So, no hot water from the tap to cook the pasta and save time. Only pour water at room temperature into the pot, and let the stove do its own job to bring the water to boil.
The right procedure is quite simple: the pot must be filled with cold water and put on the fire, waiting for it to boil. At that point, we have to add salt which, generally, can slow down the boiling for a moment; finally, the pasta is poured, waiting for the right time for cooking (as shown on the package).
And, if you are afraid to get distracted, you can always set a timer! My advice is to set it a couple of minutes before the real recommended cooking time in order to be able to check the cooking a little in advance.
On the other hand, pasta should be turned several times to prevent it from sticking to the pan’s bottom or, worse, the macaroni from sticking together: so, you do not have so many opportunities to get distracted, but it is absolutely worth keeping attention alive for only 6-7 minutes!
A tip: in order to boil water quickly, a lid can be very useful, which also prevents massive evaporation; while cooking the pasta, on the other hand, you can continue with the pot uncovered (and over high heat).
The right Pot for cooking pasta flawlessly
Last but not least, the pot issue. How to organize yourself among terracotta pans, casseroles and steel containers?
Stainless steel Stock Pot are among the best for cooking pasta because they offer optimal containment capacity and resistance to wear and rust, ensuring uniform heat distribution throughout the pot’s body.

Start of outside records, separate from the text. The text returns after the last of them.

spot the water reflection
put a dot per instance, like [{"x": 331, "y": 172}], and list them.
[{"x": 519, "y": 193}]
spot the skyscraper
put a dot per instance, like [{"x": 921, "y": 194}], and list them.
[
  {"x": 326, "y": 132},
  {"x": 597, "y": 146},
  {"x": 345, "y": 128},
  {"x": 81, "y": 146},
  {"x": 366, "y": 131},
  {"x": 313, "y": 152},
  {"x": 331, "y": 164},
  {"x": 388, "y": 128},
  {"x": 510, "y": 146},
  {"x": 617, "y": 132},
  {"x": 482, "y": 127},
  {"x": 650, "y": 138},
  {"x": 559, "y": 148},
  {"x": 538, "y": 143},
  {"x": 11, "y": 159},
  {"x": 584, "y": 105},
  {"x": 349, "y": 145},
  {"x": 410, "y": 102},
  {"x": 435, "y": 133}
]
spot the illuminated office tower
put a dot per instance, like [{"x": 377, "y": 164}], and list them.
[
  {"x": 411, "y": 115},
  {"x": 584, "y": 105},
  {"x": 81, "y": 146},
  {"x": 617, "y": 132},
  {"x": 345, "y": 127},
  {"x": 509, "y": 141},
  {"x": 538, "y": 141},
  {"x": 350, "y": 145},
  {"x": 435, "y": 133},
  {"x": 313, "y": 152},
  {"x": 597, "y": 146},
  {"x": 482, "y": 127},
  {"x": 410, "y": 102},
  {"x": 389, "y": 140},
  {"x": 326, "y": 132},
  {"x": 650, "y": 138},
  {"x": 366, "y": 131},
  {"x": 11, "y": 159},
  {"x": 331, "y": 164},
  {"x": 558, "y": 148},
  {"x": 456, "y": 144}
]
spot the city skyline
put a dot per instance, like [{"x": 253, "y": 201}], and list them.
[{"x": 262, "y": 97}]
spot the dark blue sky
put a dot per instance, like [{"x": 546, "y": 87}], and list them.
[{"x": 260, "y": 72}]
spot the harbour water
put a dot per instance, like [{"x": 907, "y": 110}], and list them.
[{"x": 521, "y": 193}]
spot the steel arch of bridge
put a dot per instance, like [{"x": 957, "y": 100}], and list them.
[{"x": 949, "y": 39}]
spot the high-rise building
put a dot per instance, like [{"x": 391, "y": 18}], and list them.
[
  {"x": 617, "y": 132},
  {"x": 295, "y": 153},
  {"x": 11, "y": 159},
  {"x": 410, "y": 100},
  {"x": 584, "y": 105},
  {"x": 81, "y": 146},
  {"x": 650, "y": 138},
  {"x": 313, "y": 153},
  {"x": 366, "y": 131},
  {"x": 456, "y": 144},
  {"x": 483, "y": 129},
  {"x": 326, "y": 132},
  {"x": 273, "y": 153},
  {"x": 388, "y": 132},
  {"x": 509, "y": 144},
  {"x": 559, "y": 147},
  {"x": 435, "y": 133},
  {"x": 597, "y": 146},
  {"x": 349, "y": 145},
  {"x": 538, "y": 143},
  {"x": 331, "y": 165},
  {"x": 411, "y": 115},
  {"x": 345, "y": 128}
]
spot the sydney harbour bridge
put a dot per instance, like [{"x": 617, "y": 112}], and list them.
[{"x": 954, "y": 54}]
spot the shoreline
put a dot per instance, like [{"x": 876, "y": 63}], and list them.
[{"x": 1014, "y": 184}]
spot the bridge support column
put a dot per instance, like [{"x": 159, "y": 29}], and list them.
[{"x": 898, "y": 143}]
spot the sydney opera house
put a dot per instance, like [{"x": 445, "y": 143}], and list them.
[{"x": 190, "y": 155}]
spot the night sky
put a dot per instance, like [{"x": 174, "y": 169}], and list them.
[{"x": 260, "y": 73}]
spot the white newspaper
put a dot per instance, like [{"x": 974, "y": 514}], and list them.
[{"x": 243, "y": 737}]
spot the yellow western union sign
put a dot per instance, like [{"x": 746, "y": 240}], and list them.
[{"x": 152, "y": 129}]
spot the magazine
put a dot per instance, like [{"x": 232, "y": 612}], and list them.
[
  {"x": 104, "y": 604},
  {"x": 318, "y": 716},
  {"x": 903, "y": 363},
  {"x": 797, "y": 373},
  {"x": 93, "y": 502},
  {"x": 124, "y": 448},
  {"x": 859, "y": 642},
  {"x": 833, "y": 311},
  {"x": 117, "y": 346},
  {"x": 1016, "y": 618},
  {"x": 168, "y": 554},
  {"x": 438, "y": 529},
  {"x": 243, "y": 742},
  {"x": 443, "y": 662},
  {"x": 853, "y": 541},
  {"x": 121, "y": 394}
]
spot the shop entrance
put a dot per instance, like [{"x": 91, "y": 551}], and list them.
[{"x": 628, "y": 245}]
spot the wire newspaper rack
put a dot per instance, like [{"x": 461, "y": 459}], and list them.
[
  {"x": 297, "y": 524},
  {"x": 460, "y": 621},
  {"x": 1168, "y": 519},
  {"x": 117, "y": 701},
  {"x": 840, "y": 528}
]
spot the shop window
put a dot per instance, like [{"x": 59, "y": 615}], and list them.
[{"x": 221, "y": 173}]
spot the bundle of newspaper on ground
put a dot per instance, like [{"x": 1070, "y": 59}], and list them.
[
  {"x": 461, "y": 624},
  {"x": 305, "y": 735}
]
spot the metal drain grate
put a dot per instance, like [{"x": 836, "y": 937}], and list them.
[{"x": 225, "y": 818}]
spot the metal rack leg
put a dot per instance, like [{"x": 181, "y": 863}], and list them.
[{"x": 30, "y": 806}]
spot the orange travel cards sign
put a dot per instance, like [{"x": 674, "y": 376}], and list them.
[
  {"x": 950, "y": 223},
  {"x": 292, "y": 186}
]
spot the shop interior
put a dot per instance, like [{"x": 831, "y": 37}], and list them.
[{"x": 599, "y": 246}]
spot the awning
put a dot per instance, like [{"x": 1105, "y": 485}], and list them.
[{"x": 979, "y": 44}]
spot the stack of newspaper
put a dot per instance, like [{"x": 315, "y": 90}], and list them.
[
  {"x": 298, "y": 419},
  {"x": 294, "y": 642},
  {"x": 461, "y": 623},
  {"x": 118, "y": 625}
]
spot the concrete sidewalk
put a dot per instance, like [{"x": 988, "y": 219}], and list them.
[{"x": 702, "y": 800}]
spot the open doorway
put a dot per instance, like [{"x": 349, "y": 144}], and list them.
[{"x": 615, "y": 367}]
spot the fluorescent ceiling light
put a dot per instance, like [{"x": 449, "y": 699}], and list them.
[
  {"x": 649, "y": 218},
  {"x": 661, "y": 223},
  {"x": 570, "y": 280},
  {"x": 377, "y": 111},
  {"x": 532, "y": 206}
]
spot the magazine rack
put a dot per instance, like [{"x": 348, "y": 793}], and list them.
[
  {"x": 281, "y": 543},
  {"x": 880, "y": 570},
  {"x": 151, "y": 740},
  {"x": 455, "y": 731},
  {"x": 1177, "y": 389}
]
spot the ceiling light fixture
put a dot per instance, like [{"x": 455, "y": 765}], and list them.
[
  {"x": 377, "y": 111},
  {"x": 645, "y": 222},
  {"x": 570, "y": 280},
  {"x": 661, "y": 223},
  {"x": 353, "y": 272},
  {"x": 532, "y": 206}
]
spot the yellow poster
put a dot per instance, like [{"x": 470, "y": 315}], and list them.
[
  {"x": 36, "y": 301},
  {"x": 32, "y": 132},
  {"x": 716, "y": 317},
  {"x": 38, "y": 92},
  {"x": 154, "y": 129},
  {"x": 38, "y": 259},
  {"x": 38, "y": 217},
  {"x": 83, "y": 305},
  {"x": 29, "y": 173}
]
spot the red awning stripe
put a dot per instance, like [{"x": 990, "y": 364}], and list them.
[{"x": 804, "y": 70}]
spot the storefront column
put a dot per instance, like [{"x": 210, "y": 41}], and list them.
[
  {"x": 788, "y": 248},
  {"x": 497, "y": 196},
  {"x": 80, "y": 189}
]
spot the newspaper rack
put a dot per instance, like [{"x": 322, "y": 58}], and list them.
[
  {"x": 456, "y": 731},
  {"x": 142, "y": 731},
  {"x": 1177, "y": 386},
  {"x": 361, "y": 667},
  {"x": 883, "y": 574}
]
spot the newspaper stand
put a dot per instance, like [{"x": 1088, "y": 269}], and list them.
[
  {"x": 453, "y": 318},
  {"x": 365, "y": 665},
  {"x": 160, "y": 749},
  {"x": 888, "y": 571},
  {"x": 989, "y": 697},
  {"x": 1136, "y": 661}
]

You’ll need a pot that must be chosen in consideration of the amount of water needed to fill it but also the pasta shape to be cooked. If you want to cook short pasta, such as penne, it is advisable to choose a large pot with lower sides, while if you want to cook long pasta like spaghetti or bucatini, you will need a large pot but with higher edges.
I don’t recommend using pans to cook pasta, so Saucier Pan, Suace Pan, Saute Pan, are all too shallow or small to hold the right proportion of pasta and water.
Basically, the pans are intended only for cooking gnocchi or some particular recipes: when keeping what is cooked warm for a long time is more than essential.
In other cases, you can easily opt for steel pots (deeper Stock Pots) and casseroles (higher than a frying pan), by choosing for one or the other based on the amount of pasta to be cooked.
Considering the proportions I explained to you before, we must not forget that the pasta will have to cook comfortably, leaving the pasta free to float separately without creating dangerous “sticking struggles”.
In addition, since the final part of the preparation often involves intense creaming or, in any case, the combination of the sauce with the pasta, it is important that the tools we use are able to contain everything and give us the opportunity to mix easily.
I truly hope I have answered all your questions and doubts, offering you the best ideas for looking at a plate of pasta with Italian eyes!